Mora, I understand that civilized countries have free education and medical care, it was one of the things Soviet propaganda didn't tell us. I was surprised in 1990 when we met Dutch students in my Uni, and they told us that they have 6 years to take a 4-year course, and then state stops paying them scholarships

OTOH in 1990 I got 70 rubles monthly as a minimal scholarship (MSTU had higher scholarships then most of other institutes) plus 55 rubles for part-time programmer job at IT department, and could feed and dress myself w/o any credits or other stuff. I was only 17.
What we have now is a victory of "democracy", and education quality dropped below any reasonable limits.

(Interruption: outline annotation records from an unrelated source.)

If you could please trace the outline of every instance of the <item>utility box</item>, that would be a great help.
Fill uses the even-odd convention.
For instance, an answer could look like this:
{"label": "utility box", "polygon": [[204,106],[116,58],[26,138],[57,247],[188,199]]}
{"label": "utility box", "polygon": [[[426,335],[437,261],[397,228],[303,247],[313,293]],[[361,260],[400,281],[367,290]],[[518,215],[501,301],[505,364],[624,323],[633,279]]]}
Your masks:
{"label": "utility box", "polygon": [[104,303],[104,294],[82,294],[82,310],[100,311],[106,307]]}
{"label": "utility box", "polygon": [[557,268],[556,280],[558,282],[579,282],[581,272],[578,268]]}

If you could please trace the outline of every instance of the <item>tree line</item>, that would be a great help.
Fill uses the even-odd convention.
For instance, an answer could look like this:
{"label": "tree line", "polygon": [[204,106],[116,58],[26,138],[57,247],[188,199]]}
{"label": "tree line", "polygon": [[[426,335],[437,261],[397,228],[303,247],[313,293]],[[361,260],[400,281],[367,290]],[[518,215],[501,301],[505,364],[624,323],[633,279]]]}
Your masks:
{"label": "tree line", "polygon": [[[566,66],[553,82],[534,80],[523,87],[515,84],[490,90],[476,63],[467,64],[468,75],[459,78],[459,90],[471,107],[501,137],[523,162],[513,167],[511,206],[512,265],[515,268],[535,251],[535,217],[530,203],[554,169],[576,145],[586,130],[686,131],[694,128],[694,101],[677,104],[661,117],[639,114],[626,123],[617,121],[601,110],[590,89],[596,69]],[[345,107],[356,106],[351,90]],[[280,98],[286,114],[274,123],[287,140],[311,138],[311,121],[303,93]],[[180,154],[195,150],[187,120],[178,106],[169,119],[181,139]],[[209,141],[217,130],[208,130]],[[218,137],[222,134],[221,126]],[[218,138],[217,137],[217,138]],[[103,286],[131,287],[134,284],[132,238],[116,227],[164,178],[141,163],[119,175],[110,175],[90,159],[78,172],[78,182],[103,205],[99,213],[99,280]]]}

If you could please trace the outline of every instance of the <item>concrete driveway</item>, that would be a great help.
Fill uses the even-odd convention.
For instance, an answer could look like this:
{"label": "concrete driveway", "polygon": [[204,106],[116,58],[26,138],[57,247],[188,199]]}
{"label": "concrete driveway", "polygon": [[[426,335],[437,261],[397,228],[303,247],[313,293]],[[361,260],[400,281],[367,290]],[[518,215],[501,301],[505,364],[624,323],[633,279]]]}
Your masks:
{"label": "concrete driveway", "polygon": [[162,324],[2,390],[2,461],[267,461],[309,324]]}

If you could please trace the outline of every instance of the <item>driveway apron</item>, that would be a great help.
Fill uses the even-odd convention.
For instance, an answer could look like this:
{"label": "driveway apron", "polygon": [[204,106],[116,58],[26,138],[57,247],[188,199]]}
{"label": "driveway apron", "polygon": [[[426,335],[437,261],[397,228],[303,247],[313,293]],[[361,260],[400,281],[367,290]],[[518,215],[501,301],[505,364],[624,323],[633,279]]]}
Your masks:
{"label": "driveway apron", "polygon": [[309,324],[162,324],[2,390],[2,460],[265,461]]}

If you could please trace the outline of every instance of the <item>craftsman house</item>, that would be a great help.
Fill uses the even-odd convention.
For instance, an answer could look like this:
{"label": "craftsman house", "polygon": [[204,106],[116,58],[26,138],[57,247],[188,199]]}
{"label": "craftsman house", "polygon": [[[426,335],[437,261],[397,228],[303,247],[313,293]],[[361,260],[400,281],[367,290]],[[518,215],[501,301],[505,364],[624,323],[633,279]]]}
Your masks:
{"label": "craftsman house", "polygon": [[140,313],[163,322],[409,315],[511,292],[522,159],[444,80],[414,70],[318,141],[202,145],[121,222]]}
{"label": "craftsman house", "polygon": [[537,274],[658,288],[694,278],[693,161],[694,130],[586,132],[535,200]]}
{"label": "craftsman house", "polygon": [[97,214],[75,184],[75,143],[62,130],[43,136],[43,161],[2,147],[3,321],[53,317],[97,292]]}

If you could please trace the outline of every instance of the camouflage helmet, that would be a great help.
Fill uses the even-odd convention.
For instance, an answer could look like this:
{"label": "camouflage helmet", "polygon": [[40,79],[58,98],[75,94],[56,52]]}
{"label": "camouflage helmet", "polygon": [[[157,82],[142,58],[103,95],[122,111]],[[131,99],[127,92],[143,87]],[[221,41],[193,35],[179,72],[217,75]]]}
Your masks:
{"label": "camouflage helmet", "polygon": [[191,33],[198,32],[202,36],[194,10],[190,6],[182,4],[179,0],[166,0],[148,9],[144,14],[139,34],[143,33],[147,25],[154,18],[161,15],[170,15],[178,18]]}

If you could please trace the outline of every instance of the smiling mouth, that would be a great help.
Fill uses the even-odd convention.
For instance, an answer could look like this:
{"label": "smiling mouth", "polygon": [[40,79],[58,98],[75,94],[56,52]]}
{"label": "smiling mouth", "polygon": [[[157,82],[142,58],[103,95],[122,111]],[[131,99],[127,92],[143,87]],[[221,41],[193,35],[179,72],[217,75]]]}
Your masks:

I knew I was getting a best engineering education in Europe and probably the whole world, now - who cares...
As for medical care - it was not insurance, it was simply free. The only possible medical system that really works.
I wonder why it was nessesary to abandon it for some kind of silly non-working political doctrine. Basic human rights are not "free expression" and non-existant "freedom of press".
Soviet customer service? When have you been here for the last time? I bet you never experienced Soviet customer service, from a point of view of a soviet citizen

But as for me - I'd prefer Soviet service with all the goodies we had to current "pay or die" attitude.
BTW, back to original topic: what was a reason to place Soviet citizens in camps in 1941-44? Was there any kind of trial? I thought Finland was a democratic country from the very beginning in 1918?